72 Hours Later: Getting to Tangible
By Susan Dix Lyons
If the first Zoom conference of the Emergency Design Collective was about herding ideas, the second call was about “getting to tangible.” How do you harness the diverse talent of healthcare providers and designers to prototype and test solutions that are immediately actionable?
The group on the call had expanded to 47, as the number of those patients testing positive in the world topped 400,000 – 100,000 new patients since the first meeting four days earlier.
Organizers presented the game plan: understand, align, act and share. As the collective evolves it becomes clear that mapping the ecosystem of activity is a critical first step. Leadership is decentralized as self-organizing teams focus on discrete challenges. These “rapid, shopping cart sprints” are intended to test and produce solutions in 1-2 weeks. Time is short.

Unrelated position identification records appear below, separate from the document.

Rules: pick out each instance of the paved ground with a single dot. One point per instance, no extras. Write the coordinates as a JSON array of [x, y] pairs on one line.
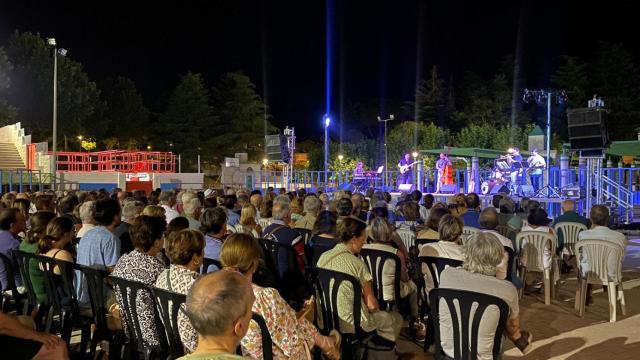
[[560, 334]]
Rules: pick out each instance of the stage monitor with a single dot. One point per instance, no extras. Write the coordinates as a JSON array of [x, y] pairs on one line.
[[587, 129]]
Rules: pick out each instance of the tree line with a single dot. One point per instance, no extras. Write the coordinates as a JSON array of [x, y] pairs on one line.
[[484, 112]]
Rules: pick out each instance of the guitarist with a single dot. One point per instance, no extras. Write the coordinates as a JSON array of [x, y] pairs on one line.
[[536, 165], [405, 165]]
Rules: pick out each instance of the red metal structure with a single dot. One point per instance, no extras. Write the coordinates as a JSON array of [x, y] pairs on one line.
[[117, 161]]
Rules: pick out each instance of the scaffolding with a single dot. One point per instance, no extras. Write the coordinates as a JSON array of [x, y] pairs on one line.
[[117, 161]]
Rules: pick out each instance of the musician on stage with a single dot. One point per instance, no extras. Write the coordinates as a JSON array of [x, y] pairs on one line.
[[516, 172], [536, 165], [405, 174], [358, 171], [445, 171]]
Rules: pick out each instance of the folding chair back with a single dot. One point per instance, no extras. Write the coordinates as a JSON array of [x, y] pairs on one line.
[[466, 309], [378, 261]]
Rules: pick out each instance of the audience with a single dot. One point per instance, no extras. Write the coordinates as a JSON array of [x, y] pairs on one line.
[[141, 265], [312, 207], [483, 252], [344, 258], [219, 308], [185, 249], [323, 235], [292, 334], [600, 231], [12, 223]]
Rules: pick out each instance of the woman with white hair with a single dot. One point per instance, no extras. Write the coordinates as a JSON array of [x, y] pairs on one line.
[[482, 254]]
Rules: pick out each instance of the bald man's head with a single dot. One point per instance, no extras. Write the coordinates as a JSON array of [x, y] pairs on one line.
[[219, 303], [568, 205], [488, 219]]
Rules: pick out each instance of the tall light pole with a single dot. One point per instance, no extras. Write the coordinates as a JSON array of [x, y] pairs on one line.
[[386, 164], [327, 122], [54, 160]]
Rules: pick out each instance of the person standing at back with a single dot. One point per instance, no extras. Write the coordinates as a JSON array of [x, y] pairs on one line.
[[99, 248]]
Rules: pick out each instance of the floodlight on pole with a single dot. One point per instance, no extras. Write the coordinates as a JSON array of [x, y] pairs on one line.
[[386, 163], [327, 122]]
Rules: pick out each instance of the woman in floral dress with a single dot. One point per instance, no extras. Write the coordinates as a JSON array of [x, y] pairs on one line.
[[293, 336]]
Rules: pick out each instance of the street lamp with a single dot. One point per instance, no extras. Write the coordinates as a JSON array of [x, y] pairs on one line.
[[386, 164], [63, 52]]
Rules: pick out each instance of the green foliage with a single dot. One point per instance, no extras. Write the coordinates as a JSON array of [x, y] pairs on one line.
[[187, 122], [7, 112], [124, 111], [241, 117], [78, 97], [408, 136]]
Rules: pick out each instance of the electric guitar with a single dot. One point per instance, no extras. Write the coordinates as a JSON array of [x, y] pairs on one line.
[[405, 168]]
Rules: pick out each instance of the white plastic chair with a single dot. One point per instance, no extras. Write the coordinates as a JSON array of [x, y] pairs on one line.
[[597, 254], [408, 238], [570, 231], [467, 232], [530, 247]]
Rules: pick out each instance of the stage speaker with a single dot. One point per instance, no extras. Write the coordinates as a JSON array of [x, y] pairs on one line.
[[499, 189], [587, 129], [449, 189], [526, 190], [406, 187]]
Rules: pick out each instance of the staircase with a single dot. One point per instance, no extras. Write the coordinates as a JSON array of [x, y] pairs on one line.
[[10, 157]]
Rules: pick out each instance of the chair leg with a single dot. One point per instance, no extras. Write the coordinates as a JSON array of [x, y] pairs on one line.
[[623, 306], [613, 303], [583, 297], [547, 287]]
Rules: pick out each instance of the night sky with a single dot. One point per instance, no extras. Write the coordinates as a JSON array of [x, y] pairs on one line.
[[281, 44]]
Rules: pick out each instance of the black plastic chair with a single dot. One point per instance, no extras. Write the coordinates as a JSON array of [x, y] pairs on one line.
[[129, 294], [375, 260], [16, 298], [328, 283], [267, 343], [466, 329], [305, 233], [206, 262], [95, 280], [23, 260], [436, 265], [61, 293], [512, 258], [169, 304]]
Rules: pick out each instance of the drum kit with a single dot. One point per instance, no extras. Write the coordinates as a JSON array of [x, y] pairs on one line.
[[500, 175]]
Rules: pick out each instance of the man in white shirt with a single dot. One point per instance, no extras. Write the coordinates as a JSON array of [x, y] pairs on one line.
[[536, 165], [600, 231], [168, 202]]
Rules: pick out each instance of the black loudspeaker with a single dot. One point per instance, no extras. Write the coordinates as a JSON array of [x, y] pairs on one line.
[[499, 189], [449, 189], [406, 187], [587, 128], [526, 190]]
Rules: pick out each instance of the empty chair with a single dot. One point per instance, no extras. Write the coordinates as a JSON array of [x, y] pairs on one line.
[[408, 238], [129, 293], [600, 263], [169, 304], [468, 231], [570, 232], [462, 310], [536, 251]]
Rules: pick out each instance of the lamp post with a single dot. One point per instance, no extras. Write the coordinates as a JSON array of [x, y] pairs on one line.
[[386, 164], [54, 160], [327, 122]]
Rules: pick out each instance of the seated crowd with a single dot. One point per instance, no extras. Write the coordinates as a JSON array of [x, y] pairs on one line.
[[213, 247]]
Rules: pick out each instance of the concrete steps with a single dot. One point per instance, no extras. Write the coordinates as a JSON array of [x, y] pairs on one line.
[[9, 157]]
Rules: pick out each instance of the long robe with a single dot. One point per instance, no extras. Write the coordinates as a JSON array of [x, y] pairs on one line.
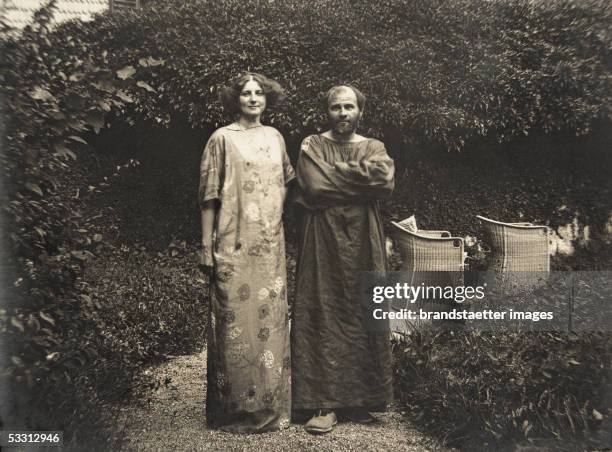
[[336, 362], [248, 337]]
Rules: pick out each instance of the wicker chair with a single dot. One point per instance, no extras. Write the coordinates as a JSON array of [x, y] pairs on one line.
[[519, 254], [432, 258]]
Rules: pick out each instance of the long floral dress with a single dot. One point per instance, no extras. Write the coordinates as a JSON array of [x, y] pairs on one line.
[[249, 361]]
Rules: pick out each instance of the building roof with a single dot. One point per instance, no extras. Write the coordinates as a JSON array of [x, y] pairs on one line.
[[19, 13]]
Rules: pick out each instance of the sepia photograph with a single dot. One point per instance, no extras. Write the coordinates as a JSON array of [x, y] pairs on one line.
[[291, 225]]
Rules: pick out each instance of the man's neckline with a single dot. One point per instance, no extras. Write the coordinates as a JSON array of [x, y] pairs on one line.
[[344, 142]]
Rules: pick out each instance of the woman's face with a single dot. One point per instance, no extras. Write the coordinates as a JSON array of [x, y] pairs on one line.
[[252, 100]]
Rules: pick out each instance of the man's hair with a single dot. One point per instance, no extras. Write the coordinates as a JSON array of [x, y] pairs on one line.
[[338, 88], [229, 95]]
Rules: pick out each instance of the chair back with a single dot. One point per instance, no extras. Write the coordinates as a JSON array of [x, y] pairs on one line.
[[431, 259]]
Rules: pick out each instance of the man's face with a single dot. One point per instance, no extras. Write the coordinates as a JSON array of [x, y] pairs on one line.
[[343, 112], [252, 99]]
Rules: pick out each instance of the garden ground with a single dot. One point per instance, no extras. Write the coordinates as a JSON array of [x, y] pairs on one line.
[[171, 417]]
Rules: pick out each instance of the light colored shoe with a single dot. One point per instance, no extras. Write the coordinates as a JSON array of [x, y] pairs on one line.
[[321, 423]]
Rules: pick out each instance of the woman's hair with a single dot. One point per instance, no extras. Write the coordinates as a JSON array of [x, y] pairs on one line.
[[229, 95]]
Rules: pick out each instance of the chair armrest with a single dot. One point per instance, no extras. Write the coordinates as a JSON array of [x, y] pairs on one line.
[[434, 233]]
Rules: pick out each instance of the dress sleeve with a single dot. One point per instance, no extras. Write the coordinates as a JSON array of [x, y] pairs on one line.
[[212, 169]]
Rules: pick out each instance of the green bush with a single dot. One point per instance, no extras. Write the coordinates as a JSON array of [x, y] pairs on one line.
[[434, 71], [503, 69]]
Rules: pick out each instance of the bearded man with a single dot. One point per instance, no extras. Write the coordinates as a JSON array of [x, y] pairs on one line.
[[339, 368]]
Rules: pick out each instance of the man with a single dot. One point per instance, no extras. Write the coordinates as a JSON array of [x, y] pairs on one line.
[[339, 368]]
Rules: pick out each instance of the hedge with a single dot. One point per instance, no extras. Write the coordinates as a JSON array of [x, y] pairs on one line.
[[437, 72]]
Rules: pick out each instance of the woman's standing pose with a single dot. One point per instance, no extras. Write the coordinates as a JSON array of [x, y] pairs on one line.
[[243, 175]]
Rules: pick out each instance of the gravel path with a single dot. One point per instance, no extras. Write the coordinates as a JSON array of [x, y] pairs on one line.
[[172, 418]]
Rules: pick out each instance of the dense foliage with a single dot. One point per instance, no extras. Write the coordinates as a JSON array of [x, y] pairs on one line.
[[481, 390], [434, 71]]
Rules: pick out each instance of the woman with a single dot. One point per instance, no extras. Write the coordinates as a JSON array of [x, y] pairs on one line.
[[243, 175]]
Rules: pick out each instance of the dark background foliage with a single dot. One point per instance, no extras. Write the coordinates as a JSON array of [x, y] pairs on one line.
[[104, 122]]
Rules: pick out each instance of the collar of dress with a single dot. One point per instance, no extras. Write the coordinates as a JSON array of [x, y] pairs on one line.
[[238, 127]]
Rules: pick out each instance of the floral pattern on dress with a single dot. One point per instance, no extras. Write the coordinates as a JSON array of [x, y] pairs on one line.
[[247, 170]]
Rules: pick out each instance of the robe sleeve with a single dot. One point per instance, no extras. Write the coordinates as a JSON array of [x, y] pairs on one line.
[[322, 184], [212, 169]]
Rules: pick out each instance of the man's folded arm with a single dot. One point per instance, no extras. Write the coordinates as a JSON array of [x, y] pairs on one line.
[[370, 178]]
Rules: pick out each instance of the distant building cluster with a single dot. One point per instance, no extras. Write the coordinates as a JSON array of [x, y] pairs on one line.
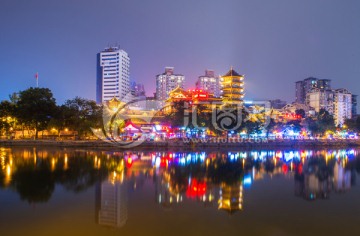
[[311, 94], [318, 94]]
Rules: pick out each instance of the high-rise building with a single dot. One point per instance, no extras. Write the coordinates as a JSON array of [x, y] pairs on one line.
[[321, 99], [304, 86], [113, 70], [167, 82], [137, 90], [342, 106], [209, 83], [277, 103], [354, 105], [232, 86]]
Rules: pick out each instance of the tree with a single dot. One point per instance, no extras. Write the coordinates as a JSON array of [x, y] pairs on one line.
[[301, 113], [35, 108], [7, 120], [81, 114]]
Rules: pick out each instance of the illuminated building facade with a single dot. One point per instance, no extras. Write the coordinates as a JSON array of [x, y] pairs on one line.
[[166, 82], [304, 86], [191, 97], [209, 83], [342, 106], [321, 99], [232, 85], [113, 71]]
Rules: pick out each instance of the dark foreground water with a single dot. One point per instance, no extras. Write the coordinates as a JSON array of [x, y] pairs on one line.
[[47, 191]]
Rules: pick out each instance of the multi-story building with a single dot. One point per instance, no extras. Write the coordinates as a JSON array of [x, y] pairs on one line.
[[232, 86], [320, 99], [209, 83], [137, 90], [113, 71], [166, 82], [277, 103], [354, 105], [304, 86], [342, 106]]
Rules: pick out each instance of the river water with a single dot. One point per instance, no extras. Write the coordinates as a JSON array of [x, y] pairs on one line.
[[49, 191]]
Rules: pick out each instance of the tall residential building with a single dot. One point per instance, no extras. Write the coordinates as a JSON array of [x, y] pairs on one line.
[[167, 82], [278, 104], [113, 70], [354, 105], [232, 86], [137, 90], [209, 83], [304, 86], [342, 106], [321, 99]]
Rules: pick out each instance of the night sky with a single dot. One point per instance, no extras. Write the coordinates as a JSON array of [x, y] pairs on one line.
[[274, 43]]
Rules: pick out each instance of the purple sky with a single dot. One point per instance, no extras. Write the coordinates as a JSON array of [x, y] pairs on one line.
[[274, 43]]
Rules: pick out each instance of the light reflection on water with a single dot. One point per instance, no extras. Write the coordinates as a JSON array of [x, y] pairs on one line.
[[217, 180]]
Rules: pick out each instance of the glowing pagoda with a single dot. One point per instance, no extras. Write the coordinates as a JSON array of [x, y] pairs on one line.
[[232, 85]]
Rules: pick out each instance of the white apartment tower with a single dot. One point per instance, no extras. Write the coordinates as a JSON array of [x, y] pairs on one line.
[[113, 71], [209, 83], [167, 82]]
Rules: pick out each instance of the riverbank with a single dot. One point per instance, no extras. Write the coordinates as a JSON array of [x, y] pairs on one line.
[[188, 144]]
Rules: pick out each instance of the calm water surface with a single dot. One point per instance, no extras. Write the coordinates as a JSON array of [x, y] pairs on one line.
[[46, 191]]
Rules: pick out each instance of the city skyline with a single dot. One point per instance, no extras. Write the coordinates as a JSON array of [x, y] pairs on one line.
[[278, 42]]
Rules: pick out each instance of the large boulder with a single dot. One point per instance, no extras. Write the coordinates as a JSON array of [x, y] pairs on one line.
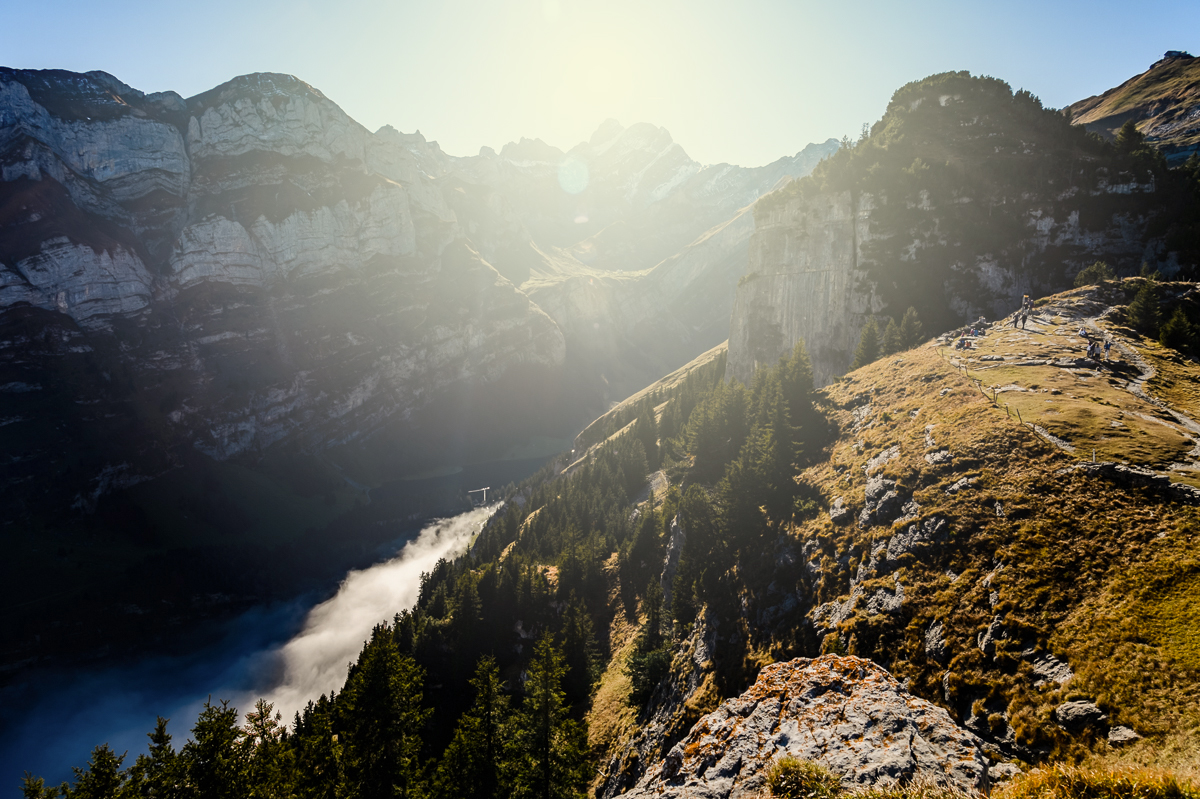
[[841, 712]]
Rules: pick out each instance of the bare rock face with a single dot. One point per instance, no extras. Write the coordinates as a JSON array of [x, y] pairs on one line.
[[803, 281], [239, 269], [863, 241], [841, 712]]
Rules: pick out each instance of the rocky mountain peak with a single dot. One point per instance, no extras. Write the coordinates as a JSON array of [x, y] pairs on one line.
[[256, 85], [72, 95], [609, 130], [845, 713], [531, 151]]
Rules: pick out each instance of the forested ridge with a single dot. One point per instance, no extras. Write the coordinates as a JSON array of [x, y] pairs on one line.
[[481, 689]]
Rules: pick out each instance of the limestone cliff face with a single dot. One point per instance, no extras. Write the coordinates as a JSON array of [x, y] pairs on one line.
[[964, 197], [639, 262], [803, 281], [256, 265]]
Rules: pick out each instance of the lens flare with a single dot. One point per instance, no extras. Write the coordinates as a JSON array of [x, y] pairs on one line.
[[573, 175]]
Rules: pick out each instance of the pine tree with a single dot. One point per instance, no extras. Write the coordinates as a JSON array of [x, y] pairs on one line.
[[1176, 332], [910, 329], [652, 658], [580, 650], [893, 341], [155, 775], [1129, 138], [270, 770], [1144, 312], [35, 788], [552, 749], [102, 779], [868, 346], [473, 763], [318, 749], [214, 761], [646, 430], [1095, 274], [381, 710]]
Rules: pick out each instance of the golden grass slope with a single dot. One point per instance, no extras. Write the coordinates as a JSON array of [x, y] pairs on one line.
[[1098, 571]]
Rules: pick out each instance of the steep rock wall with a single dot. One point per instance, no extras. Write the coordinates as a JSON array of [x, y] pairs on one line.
[[256, 265], [803, 282]]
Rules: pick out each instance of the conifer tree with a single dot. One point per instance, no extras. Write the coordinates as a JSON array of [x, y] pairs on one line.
[[551, 748], [868, 346], [270, 772], [35, 788], [319, 751], [1176, 332], [910, 329], [155, 775], [102, 779], [473, 763], [215, 760], [1144, 311], [381, 710], [1129, 138], [893, 341], [652, 659]]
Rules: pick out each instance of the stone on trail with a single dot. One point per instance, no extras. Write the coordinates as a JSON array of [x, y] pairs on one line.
[[939, 457], [959, 485], [935, 642], [1122, 736], [844, 713], [1077, 715], [1048, 668], [838, 511]]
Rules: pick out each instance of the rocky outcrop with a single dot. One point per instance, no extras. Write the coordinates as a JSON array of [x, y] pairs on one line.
[[844, 713], [637, 260], [1162, 102], [879, 232], [255, 265], [803, 282]]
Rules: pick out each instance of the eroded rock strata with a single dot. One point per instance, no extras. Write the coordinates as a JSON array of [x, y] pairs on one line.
[[845, 713]]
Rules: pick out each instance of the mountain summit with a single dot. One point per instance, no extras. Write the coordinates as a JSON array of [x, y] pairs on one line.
[[1161, 101]]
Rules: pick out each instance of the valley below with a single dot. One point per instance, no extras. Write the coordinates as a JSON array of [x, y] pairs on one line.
[[802, 480]]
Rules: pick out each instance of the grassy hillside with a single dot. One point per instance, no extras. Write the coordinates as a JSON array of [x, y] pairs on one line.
[[1159, 102], [933, 511]]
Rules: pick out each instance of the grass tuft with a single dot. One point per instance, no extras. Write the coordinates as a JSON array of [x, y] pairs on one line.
[[1062, 781], [791, 778]]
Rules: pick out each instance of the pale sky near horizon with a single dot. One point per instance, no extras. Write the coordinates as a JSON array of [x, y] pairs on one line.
[[743, 83]]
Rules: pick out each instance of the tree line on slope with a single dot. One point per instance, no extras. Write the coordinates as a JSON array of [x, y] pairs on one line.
[[483, 686]]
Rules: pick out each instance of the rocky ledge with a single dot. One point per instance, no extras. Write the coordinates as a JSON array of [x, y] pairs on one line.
[[841, 712]]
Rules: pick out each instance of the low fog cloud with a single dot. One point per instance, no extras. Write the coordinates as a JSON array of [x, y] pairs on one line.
[[315, 661]]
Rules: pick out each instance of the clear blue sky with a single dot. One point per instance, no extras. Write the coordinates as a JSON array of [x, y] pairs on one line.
[[742, 82]]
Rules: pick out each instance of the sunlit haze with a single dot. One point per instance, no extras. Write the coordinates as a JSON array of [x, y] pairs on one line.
[[743, 83]]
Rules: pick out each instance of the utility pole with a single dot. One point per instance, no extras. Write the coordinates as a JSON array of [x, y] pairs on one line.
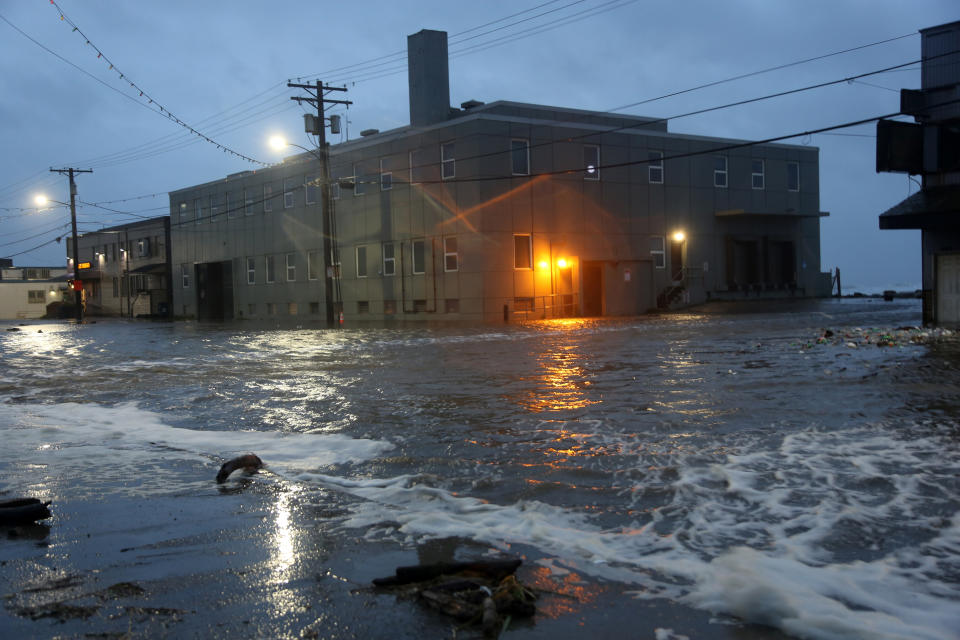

The project list has increased from four to more than 20 as healthcare providers and designers identify urgent needs. The vibe is collegial, energetic, purpose-driven.
“Does anyone think we’re going to have enough ventilators?” asks Douglas Solomon, former CTO of IDEO. No one does.
Solomon shares info on a 2011 ventilator design by MIT students, a mechanical device using a bag ventilator. Christopher Berger, MD, of UCSF quickly offers to review the design. Amanda Sammann, MD, of The Better Lab shares how patients doubled up on ventilators after the Los Vegas mass shooting. Christian Rose, MD, of Stanford talks about how internationally, in low-resource environments, workers bagged patients.
This is how ideas get better.
Other teams take on addressing the shortage of PPE with projects creating DIY masks. A big question: “If everyone needed a mask, what would that look like?” T-shirt material is being tested for filtration as designers investigate how everyday household materials can be used safely and effectively. As COVID moves into the developing world, it’s important to test these DIY methods now.
In real time, the group swaps learnings. Sean Malloy of North York General Hospital in Toronto, Canada talks about the COVID assessment site created at his hospital two weeks ago. “Feels like two years ago,” he says. Malloy, whose hospital has one of the largest Emergency Departments in Ontario, says that his hospital was seeing 300-500 patients a day in a walk-in assembly line model based on Lean principles that proved more efficient than drive-through.
“It’s coming at us so fast we can’t go for ‘Wow,’” he says. “We’ve got to design around efficiency and effectiveness.”
The Google Doc shared with those on the call populated fast as people signed up for project teams, including:
• Improving access to food pantries
• Organizing a student workforce
• Disseminating information for immigrants and people of color
• Information and social support for seniors
• Palliative care and dying
• Health coverage for the newly unemployed
• Helping healthcare workers safely transition to home
We’ll share more about these individual efforts in the coming days.